Parafrasando quanto detto dal Presidente Draghi sul debito pubblico, distinguendolo tra “debito buono e debito cattivo” potremmo anche parlare di “concertazione buona e concertazione cattiva”. Provo a spiegarmi meglio.
Con la vittoria del centro-destra la candidata premier, Giorgia Meloni, si è affrettata a riconoscere, all’assemblea della Coldiretti, l’importanza dei corpi intermedi.
A ruota, Landini, segretario generale della Cgil, che in tempi recenti aveva rifiutato al Governo Draghi ogni possibile interlocuzione concertativa, si è affrettato a salutare questa apertura come la fine dell’era di “un uomo solo al comando” e l’avvio di un nuovo patto sociale che, ovviamente, dovrebbe partire dalla tutela dei lavoratori per quanto riguarda una serie di questioni quali: l’età pensionabile, il salario minimo, la lotta al precariato etc. (tutti nobili propositi).
A cosa si deve questa “insolita” sintonia?
Io penso che il cambiamento consista nel quadro di riferimento entro il quale collocare la concertazione tra le parti sociali, non già la concertazione fine a sé stessa.
Con il Governo Draghi, questo quadro di riferimento era caratterizzato dalle “riforme di sistema” per rendere più efficiente, moderno e competitivo il “Sistema Italia”. Queste riforme dovevano, anche su indicazione dell’Unione Europea, sbloccare tutte quelle incrostazioni che rendevano inefficace: il sistema giudiziario, la pubblica amministrazione e in generale innalzare il grado di concorrenza interna al sistema (Ita, taxi, balneari etc.). Si può dire che il ruolo delle Parti sociali in questa “concertazione buona” avrebbe dovuto essere quello di difendere gli interessi dei più deboli, senza però perdere la rotta tracciata, perché questa avrebbe consentito al Paese di crescere e quindi, anche di tutelare meglio gli stessi interessi da loro rappresentati.

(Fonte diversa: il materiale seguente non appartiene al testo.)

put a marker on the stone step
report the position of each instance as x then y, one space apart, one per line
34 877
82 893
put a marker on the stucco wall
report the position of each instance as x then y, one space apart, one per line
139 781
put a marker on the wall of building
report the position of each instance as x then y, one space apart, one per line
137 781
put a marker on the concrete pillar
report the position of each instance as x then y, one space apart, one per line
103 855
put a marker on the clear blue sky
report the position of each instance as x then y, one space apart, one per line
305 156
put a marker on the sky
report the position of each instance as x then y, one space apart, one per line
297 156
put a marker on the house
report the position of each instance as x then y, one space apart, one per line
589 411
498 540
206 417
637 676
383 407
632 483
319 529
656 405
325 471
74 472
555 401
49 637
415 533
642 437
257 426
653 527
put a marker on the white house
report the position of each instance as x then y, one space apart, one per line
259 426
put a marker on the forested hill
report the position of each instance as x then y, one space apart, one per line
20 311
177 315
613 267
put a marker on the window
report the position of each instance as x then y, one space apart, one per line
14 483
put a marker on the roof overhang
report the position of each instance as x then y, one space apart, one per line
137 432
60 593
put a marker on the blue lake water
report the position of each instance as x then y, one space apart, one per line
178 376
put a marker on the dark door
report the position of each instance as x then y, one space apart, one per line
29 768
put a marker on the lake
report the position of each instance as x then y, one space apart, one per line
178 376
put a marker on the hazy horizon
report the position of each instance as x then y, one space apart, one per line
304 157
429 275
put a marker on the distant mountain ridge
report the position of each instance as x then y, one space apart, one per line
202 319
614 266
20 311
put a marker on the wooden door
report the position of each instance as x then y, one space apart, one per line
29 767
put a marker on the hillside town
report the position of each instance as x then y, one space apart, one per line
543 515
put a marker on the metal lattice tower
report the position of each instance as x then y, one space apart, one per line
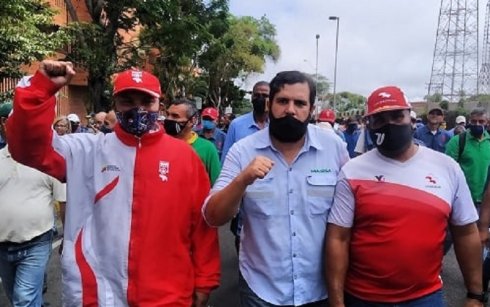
455 65
484 77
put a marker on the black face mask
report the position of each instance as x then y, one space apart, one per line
351 128
104 129
259 105
476 130
287 129
173 127
74 126
392 140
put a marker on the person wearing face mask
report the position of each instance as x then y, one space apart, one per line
242 127
181 118
133 232
209 131
391 208
283 179
474 155
433 135
351 135
251 122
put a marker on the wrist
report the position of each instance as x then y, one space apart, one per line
481 297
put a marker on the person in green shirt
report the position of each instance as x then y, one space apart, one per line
181 118
474 156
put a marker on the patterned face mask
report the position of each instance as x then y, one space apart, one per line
137 121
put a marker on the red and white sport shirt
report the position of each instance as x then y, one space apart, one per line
398 213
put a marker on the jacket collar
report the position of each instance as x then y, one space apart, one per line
132 140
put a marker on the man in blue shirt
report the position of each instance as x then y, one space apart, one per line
431 134
244 126
250 122
283 178
351 135
209 130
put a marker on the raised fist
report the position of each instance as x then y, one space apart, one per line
60 73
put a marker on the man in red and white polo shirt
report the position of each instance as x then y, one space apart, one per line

Sarà cosi anche con il prossimo Governo? Sarebbe sbagliato fare un processo alle intenzioni, tuttavia vorrei segnalare un pericolo all’orizzonte: “la concertazione cattiva” ossia la ricerca di punti di equilibrio a tutela delle posizioni corporative consolidate, ai danni dell’efficienza e della crescita economica. Insomma, in fondo nella stagnazione non si sta tanto male se i particolari interessi continuano ad essere tutelati: taxi, Ita, stabilimenti balneari, ma non solo anche decreti contro le delocalizzazioni, strette sulle forme di ingresso al lavoro; già si sente odore di “superamento” dell’apprendistato e di ogni altro contratto a forma mista, in nome di un simulacro contrattuale costituito dal rapporto di lavoro a tempo indeterminato, sia chiaro “dalla culla alla tomba”.
Insomma una concertazione che assomiglia troppo al patto delle corporazioni che in fondo vedeva convergere una certa “destra sociale” e una certa “sinistra popolare” in nome della sacrosanta difesa dei valori nazionali e degli interessi nazionali.
Magari è solo un mio recondito timore ma, come è noto, fu Nicolò Bombacci, ex comunista, poi convinto fascista, a stendere il “Manifesto di Verona” nel ’43 che doveva definire le caratteristiche corporative della Repubblica Sociale e sappiamo come andò a finire. Vero è che come diceva qualcuno la storia si ripete o in farsa o in tragedia… speriamo nella prima.